Number Of Ingredients 7
Steps:
- Place potatoes in a large saucepan and cover with water. Bring to a boil. Reduce heat; cover and cook for 15-20 minutes or until tender. Drain and cool. Cut into wedges; place in a serving bowl. Add bacon and chives. , In a small bowl, combine the mayonnaise, mustard, salt and pepper. Spoon over salad; toss to coat. Refrigerate for at least 1 hour before serving.
Nutrition Facts : Calories 278 calories, Fat 18g fat (3g saturated fat), Cholesterol 13mg cholesterol, Sodium 493mg sodium, Carbohydrate 23g carbohydrate (2g sugars, Fiber 3g fiber), Protein 6g protein.
Tips:
- Choose the right potatoes: Red Bliss potatoes are a good choice for this salad because they hold their shape well when cooked and have a creamy texture. You can also use Yukon Gold or New Potatoes.
- Cook the potatoes correctly: To prevent the potatoes from becoming mushy, cook them until they are just tender. You can check this by piercing them with a fork - they should be easy to pierce, but not fall apart.
- Cool the potatoes completely: Before adding the potatoes to the salad, make sure they are completely cool. This will help to prevent the salad from becoming watery.
- Use high-quality ingredients: The quality of your ingredients will make a big difference in the taste of your salad. Use fresh, flavorful vegetables and herbs, and a good quality blue cheese dressing.

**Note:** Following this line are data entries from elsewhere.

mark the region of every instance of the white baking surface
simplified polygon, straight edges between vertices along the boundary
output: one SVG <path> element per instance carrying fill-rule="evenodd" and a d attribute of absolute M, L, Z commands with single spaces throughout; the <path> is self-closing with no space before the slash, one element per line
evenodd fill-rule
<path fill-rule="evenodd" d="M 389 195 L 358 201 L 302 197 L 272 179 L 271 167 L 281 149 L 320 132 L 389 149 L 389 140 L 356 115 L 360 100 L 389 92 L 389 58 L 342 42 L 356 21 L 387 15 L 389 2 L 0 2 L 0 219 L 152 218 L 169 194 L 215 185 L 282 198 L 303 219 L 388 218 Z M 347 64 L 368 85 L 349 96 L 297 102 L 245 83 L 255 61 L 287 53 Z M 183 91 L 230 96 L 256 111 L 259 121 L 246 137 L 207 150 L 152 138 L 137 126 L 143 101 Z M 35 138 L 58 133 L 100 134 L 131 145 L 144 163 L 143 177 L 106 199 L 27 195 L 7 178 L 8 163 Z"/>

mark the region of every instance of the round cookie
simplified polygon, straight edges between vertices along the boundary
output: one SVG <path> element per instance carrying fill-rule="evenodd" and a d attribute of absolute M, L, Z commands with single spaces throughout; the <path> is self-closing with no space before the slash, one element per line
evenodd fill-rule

- Don't overdress the salad: A little bit of dressing goes a long way in this salad. Too much dressing will make the salad soggy.
Conclusion:
Red Bliss Potato Salad with Blue Cheese, Bacon, and Chives is a delicious and easy-to-make side dish that is perfect for any occasion. With its creamy potatoes, tangy blue cheese dressing, and crispy bacon, this salad is sure to be a hit. Serve it alongside your favorite grilled meats or fish, or enjoy it as a light lunch or dinner.